= Alan McMahan =

Dr. Martin Alan McMahan is an associate professor of Intercultural Studies, and Chair of the Undergraduate Department of Anthropology and Intercultural Studies at Biola University, and past president of the American Society for Church Growth.

==Biography==
Dr. Alan McMahan graduated with a Ph.D. from Fuller Theological Seminary, where his dissertation was entitled "Training Turnaround Leaders, Systemic Approaches to Reinstate Growth in Plateaued Churches." McMahan has also earned a Th.M. from Asbury Theological Seminary, a M. Div. at Alliance Theological Seminary, and a B.S. at Nyack College.

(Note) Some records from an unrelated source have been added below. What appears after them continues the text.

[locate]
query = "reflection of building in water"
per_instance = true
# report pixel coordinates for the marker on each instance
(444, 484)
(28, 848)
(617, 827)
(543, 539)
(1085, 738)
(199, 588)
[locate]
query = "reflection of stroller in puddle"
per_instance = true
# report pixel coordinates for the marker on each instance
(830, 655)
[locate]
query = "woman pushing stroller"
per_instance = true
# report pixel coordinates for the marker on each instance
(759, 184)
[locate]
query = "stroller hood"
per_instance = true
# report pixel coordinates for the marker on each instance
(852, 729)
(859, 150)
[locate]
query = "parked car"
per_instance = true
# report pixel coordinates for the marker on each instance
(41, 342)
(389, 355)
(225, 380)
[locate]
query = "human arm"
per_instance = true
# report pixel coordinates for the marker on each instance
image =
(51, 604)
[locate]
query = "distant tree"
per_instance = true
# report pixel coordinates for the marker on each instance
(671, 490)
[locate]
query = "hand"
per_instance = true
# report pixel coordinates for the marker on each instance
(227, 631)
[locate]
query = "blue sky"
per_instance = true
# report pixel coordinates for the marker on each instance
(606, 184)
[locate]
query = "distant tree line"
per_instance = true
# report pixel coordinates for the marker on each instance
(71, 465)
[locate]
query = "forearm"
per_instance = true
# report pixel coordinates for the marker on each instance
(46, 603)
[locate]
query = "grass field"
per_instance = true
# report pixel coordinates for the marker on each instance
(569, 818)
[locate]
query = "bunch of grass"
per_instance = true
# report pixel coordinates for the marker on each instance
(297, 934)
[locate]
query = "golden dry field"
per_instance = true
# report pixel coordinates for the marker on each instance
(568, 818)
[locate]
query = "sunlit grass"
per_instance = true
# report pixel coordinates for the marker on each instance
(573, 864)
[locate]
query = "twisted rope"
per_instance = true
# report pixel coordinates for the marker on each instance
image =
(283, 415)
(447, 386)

McMahan has served in churches in North America and on the Pacific Rim, and has taught in the disciplines of missiology, church growth, leadership, organizational development, and evangelism. His students have included both undergraduate and graduate, mid-career professionals, Bible school teachers, pastors, and denominational leaders through the United States, Canada, and much of Southeast Asia. He maintains an active consulting service in churches and is the former president of the American Society of Church Growth. He has served as a Vice President for the Alliance Theological Seminary, and as the Academic Dean at The King's College in mid-town Manhattan. He currently serves as the chair of the undergraduate program at Biola University. He has a wife, Terri, and two sons, Billy and Jonathan, and lives in La Mirada, California.

==Affiliations and awards==
As well as the American Society for Church Growth, McMahan is affiliated to the American Society of Missiology and the International Association for Mission Studies, and is a member of the Overseas Missions Study Center (OMSC) Study Group on Missions Issues. McMahan was selected as a distinguished educator by Who’s Who Among America’s Teachers in 1996, 1998, 2000, 2002, 2004, and 2006. He received the Leadership Award from Fuller Theological Seminary in 1998, and the Donald McGavran Church Growth Award from Fuller Theological Seminary in the same year. As a student he was a member of the Theta Phi Honor Society at Asbury Theological Seminary in 1989, and was honoured in the Who’s Who Among Students in American Colleges and Universities while at Nyack College in 1979 and 1980.

==Publications==
- “Training Turnaround Leaders: Systematic Approaches to Reinstating Growth in Plateaued Churches.” 1998. University Microfilms, Inc.
- “Book Review: Human Capital: What it Is and Why People Invest It.” Strategies for Today's Leaders Third Quarter 2001 (Web edition).
- “Church Growth Consulting: Evolution of an Intervention.” Journal of the American Society for Church Growth Fall 2004.
- “Guest Editor” Journal for the American Society for Church Growth Fall 2004.